Choomba was studying for a bachelor’s degree at the public university while teaching at Rusangu Secondary School, a Seventh-day Adventist boarding academy in Zambia. But a university teacher had refused to give him a passing grade, and another teacher had failed him when he repeated the course.

As a result, he was informed that he would be expelled.

Choomba couldn’t understand why he was being failed, and he rushed to the teacher for an explanation. The teacher said he hadn’t turned in a key homework assignment.

Choomba, however, remembered doing the assignment, and he found it, complete with the teacher’s marks, at home.

Returning to the university, he handed the assignment to the teacher.

“I’ll look at it later,” the teacher replied. “You might have marked it on your own.”

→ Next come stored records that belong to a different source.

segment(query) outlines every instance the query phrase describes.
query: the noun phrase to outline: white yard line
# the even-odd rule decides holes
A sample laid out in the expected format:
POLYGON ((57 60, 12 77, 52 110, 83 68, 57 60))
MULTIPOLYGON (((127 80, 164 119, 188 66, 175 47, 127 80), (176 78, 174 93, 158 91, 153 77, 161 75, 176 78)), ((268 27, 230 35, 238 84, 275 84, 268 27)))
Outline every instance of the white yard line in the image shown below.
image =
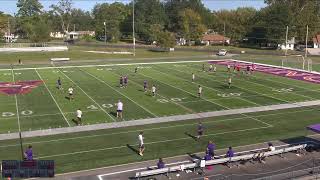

The teacher’s response might have sounded harsh. But he had no urgency to look at the assignment until Choomba settled his tuition bill. Choomba owed 9,000 Zambian kwacha (about U.S.$900), and he had no idea where to obtain the money.

But he wasn’t going to give up. Choomba approached various people to ask to borrow the money. He looked for a way to sell his car, a maroon Toyota Voltz. He prayed to God to intervene.

Then he went to a bank in Monze, the nearest town to Rusangu Secondary School, to apply for a loan. He learned, however, that the bank had stopped offering loans.

As he dejectedly left the bank, a friend called out on the street, “Can I hire your car for 21 days?”

Choomba looked up.

“There is a white man who has a daughter coming here for the holidays,” the friend said. “He wants to travel. He asked me to look for a sound car, and I think yours will do.”

“That sounds like an opportunity,” Choomba said. “What should I do?”

“Just take your car to the car wash,” the friend said.

Choomba gave his car a good wash and met with the white man, who was spending several months with a friend on a farm in Monze. He said he wanted to take his adult daughter on a tour of Zambia and offered 12,000 kwacha to borrow the car for 21 days. The amount was enough to buy a second-hand car.

“I couldn’t believe it,” Choomba said in an interview.

The man asked to take the car the following day, a Saturday. Although Choomba needed the money, he refused, not wanting to engage in a business transaction on the Sabbath.

“No, we can meet on Sunday,” he said, praying silently that the man wouldn’t change his mind.

The man agreed to pick up the car on Sunday and handed over 11,000 kwacha on the spot.

Choomba promptly returned tithe and went to the university to pay off his bill. He never was expelled and went on to graduate in 2016.

Now more than ever, he believes in the power of prayer.

“Be patient and trust in God,” said Choomba, 37. “You might struggle to do this or that, but He knows what you want. His appointed time always comes.”

Choomba Simillah says God’s will can never be stopped. (Andrew McChesney / Adventist Mission)


Rusangu Secondary School is located on land where U.S. missionary William Harrison Anderson established the first Adventist outpost in Northern Rhodesia (now Zambia) in 1905. Mission offerings supported Anderson’s work and continue to fund the spread of the gospel through missionaries today. Thank you for your mission offering.